Espectadores e participantes: o que fazem as propriedades desportivas
Os proprietários de produtos desportivos rapidamente perceberam que a expansão do seu negócio depende de conquistar as partes do gráfico de cor oposta à sua. Em vez de conquistar audiências completamente novas, a preferência é atacar os consumidores desse desporto que ainda não estão dentro do nosso círculo.
Como é fácil perceber, tentar converter espectadores em praticantes — e praticantes em espectadores — é muito mais simples do que trazer consumidores completamente novos para o gráfico. A chave comum é única: a inclusão.

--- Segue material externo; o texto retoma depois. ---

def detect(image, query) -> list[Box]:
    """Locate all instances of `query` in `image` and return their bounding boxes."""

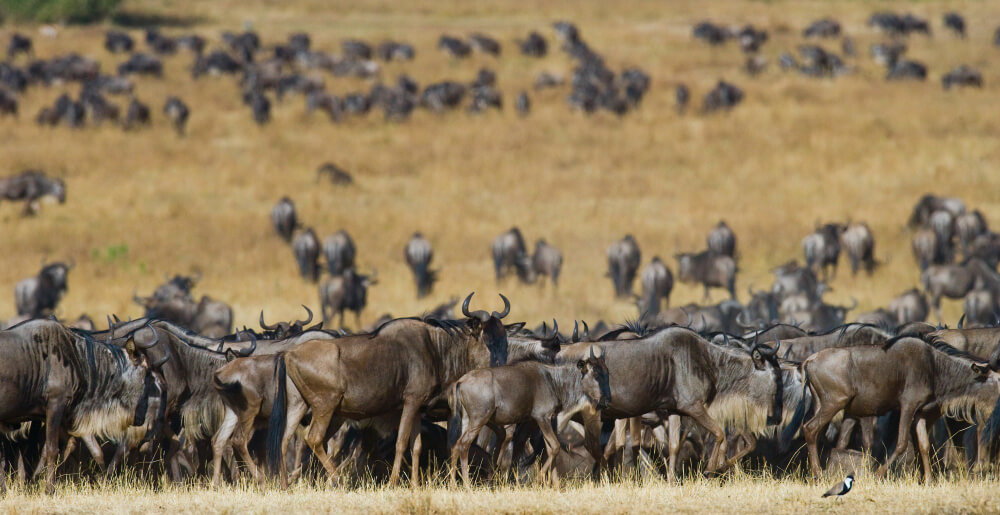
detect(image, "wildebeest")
[0,170,66,216]
[607,234,642,298]
[163,97,191,136]
[292,227,319,282]
[638,256,674,317]
[490,227,530,281]
[268,295,510,487]
[403,231,438,298]
[319,268,378,327]
[706,220,736,258]
[840,222,878,275]
[674,250,737,299]
[323,229,357,275]
[14,263,72,318]
[271,197,299,242]
[802,337,1000,481]
[448,348,611,487]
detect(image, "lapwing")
[823,473,854,497]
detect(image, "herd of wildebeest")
[0,13,1000,491]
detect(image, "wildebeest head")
[462,292,510,367]
[576,346,611,410]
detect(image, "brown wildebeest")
[0,170,66,216]
[268,294,510,488]
[674,250,737,300]
[840,222,878,275]
[706,220,736,258]
[608,234,642,298]
[448,347,611,488]
[637,256,674,318]
[800,337,1000,481]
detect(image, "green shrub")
[0,0,121,23]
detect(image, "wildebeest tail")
[448,381,462,448]
[778,361,812,454]
[267,353,288,474]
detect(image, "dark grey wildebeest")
[800,337,1000,481]
[0,170,66,216]
[674,250,737,299]
[292,227,319,282]
[271,197,299,242]
[706,220,736,258]
[14,263,72,318]
[607,234,642,298]
[403,232,437,298]
[637,256,674,318]
[323,229,358,275]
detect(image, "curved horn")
[496,293,510,319]
[260,309,278,331]
[236,331,257,358]
[295,304,312,326]
[462,292,476,318]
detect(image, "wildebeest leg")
[917,417,931,483]
[212,406,239,488]
[388,399,420,486]
[535,414,560,488]
[875,404,917,477]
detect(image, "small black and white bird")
[823,474,854,497]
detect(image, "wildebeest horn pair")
[462,292,510,322]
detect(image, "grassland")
[0,0,1000,512]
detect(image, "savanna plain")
[0,0,1000,512]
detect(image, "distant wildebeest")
[448,347,611,488]
[638,256,674,317]
[608,234,642,298]
[14,263,73,318]
[490,227,530,281]
[0,170,66,216]
[674,250,737,299]
[889,288,930,325]
[323,229,358,275]
[163,97,191,136]
[316,163,354,186]
[840,222,878,275]
[267,295,510,488]
[271,197,299,242]
[403,232,438,298]
[292,227,319,282]
[802,224,844,281]
[531,238,562,286]
[706,220,736,258]
[800,337,1000,482]
[319,268,378,327]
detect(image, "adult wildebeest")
[292,227,319,282]
[14,263,73,318]
[0,170,66,216]
[271,197,299,242]
[607,234,642,298]
[319,268,378,327]
[323,229,357,275]
[706,220,736,258]
[403,232,438,298]
[163,97,191,136]
[531,238,562,286]
[490,227,530,282]
[0,320,160,493]
[637,256,674,318]
[268,294,510,488]
[840,222,878,275]
[448,347,611,488]
[801,337,1000,481]
[674,250,737,299]
[802,224,844,281]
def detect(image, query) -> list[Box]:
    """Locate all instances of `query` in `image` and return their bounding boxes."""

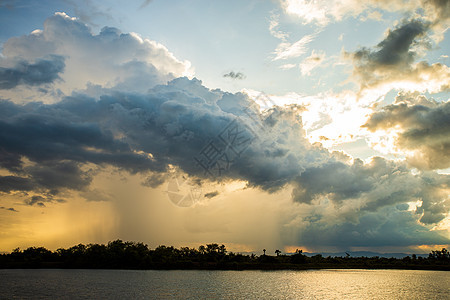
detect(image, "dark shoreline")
[0,240,450,271]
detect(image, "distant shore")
[0,240,450,271]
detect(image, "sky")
[0,0,450,254]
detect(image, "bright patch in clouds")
[0,0,450,252]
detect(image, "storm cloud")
[364,93,450,169]
[0,13,450,250]
[0,55,65,89]
[346,19,450,92]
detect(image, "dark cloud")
[139,0,153,9]
[0,55,65,89]
[205,191,219,198]
[299,208,449,250]
[346,19,449,91]
[0,78,449,230]
[364,94,450,169]
[223,71,245,79]
[0,176,35,193]
[0,206,19,212]
[25,194,66,207]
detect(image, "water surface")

If you have a body, you are an athlete
Basta olhar à volta para compreender como todos os que criam produtos desportivos estão a adotar políticas de comunicação e marketing cada vez mais orientadas para a inclusão. “If you have a body, you are an athlete” lê-se nas lojas Nike de todo o mundo, fechando definitivamente o círculo sobre o que foi dito até aqui.
Segundo o Nielsen Fan Insights 2024, 77% dos adeptos desportivos globais considera-se também praticante ocasional de pelo menos um desporto: uma sobreposição muito elevada que confirma como a distinção teórica entre as duas categorias é cada vez mais porosa na realidade contemporânea.
A frase “This is why we play” adquire agora um significado diferente. Com ela, a NBA fala a todos os praticantes de basquetebol do mundo tentando torná-los consumidores espectadores. A mensagem, parafraseada, é: se jogam basquetebol, então dentro dos nossos programas está a excelência do próprio jogo, a razão pela qual o jogo existe. Vós tornais-vos nós. Não vos pedimos para ver, dizemos-vos para jogar todos juntos.
Também nisto reside a beleza, e a poesia, deste mundo.